While you are here, there will probably be other guests. Some will be studying Spanish, others participating in a seminary class, and some simply will be staying at the guesthouse as their base while visiting Guatemala or doing service work in the community.
Since this is a shared space, we ask that lights are out and that it be quiet by 10 pm. Sound carries very well in this facility.
Alcohol and Tobacco
No alcohol or tobacco is permitted on the SEMILLA campus. This includes the Casa Emaús guest house, event center meeting rooms, or garden.
GREETINGS. A kiss on the cheek and an embrace are common. It is important that you take the time to greet and say good-bye. With the indigenous, a greeting is a bit different – you touch the upper or lower arm only and avoid a kiss. Take their lead.
LANGUAGE: Most personnel at the facility speak Spanish and do not speak English.
RESPECT: During presentations, your attentiveness and questions demonstrate respect. Avoid using cell phones during these times.
PHOTOGRAPHY: Take photos of people only if you have asked permission first.
Water in rooms is not suitable for drinking. Safe drinking water is available outside the dining area. You may also want to brush your teeth with this water as well. It is safe to drink all beverages served at SEMILLA as they are made with the purified water.
It is important to keep hydrated, especially at this higher altitude, so drink plenty of water and carry a water bottle around with you whenever we are outside of the SEMILLA campus.
All water at SEMILLA is brought in by truck, and there is no public water supply. Please be moderate in your use and be sure that faucets are turned off.
Food and Drink
All of your meals on our campus are carefully prepared, but it is best to avoid most foods sold by street vendors or else make sure to clean them carefully before eating.
After a meal, please take dishes to the room behind the kitchen, scrape any leftovers into a trash can, and place dishes on the cart.
Please take only what you are sure that you can finish as many go hungry in Guatemala. It is complementary to ask your host or the cook for seconds.
Bathrooms + Toilet Paper
As in most of Guatemala, the plumbing is delicate. Please place toilet paper in the wastebaskets provided. These will be emptied daily.
Toilet paper may be scarce while on the road. You may want to carry some with you during trips.
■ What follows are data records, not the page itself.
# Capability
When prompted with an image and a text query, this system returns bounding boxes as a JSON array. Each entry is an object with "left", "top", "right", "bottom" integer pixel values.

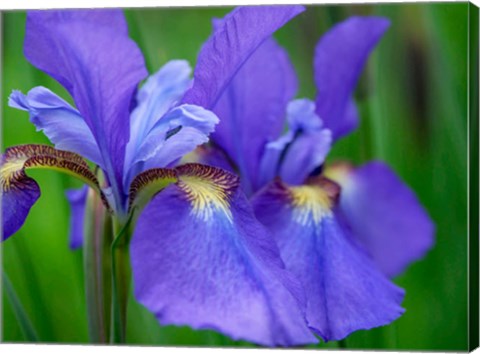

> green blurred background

[{"left": 2, "top": 3, "right": 478, "bottom": 351}]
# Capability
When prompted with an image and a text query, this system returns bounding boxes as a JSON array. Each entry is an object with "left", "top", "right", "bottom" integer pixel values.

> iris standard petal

[
  {"left": 8, "top": 87, "right": 103, "bottom": 167},
  {"left": 131, "top": 165, "right": 316, "bottom": 346},
  {"left": 256, "top": 99, "right": 332, "bottom": 190},
  {"left": 212, "top": 38, "right": 297, "bottom": 194},
  {"left": 182, "top": 6, "right": 304, "bottom": 109},
  {"left": 314, "top": 17, "right": 390, "bottom": 139},
  {"left": 124, "top": 104, "right": 218, "bottom": 190},
  {"left": 279, "top": 129, "right": 332, "bottom": 185},
  {"left": 325, "top": 162, "right": 435, "bottom": 276},
  {"left": 65, "top": 186, "right": 88, "bottom": 250},
  {"left": 24, "top": 10, "right": 147, "bottom": 196},
  {"left": 124, "top": 60, "right": 192, "bottom": 172},
  {"left": 253, "top": 179, "right": 404, "bottom": 341},
  {"left": 0, "top": 145, "right": 103, "bottom": 240},
  {"left": 278, "top": 99, "right": 332, "bottom": 185}
]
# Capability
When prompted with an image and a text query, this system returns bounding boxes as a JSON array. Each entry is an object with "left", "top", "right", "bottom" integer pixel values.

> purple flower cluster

[{"left": 0, "top": 6, "right": 434, "bottom": 346}]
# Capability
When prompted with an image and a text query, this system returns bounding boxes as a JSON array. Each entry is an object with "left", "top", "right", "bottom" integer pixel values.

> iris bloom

[
  {"left": 185, "top": 17, "right": 433, "bottom": 340},
  {"left": 0, "top": 6, "right": 326, "bottom": 345}
]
Guests may do laundry for a fee. Please inquire at the front desk about washer availability and instructions. Laundry can take 24 hours or longer during the rainy season.
Shopping, Charity, Giving
Quetzal is the unit of Guatemalan money. You can exchange money at an ATM using a debit or credit card. Be sure to have your PIN # to make this possible.
You will see vendors everywhere who will press you to purchase something from them. Simply say “No, gracias” and walk away if not interested. You can bargain with vendors at open markets.
People are needy and there is no public welfare system for the poor and disabled so you may want to give to those on the street who are asking. Give either your change or 1-5 Quetzales.
If you are here during the rainy season (“winter”), you will want to be prepared for rain any time you are offsite. It is always a good idea to use sunscreen at any time of year.
All visitors should procure health insurance with coverage in Central America prior to their visit to SEMILLA. There are several very good hospitals and physicians in Guatemala City.
Because bodies must adapt to a different climate and diet, some travelers experience a degree of travel sickness. Following CDC precautions will help with prevention, and students are also advised to talk with their doctor about taking prescription or over-the-counter drugs with them in case of illness. Familiar over-the-counter medications are easily accessible at drug and grocery stores throughout the country.
If you become ill, please inform CASAS staff who will make certain that you receive the medical attention you need.
Travelers should consult with their health care professionals and national health officials to determine the possible need for vaccinations. Visitors from the United States may check vaccination guidelines here: CDC guide on travel vaccinations for Guatemala.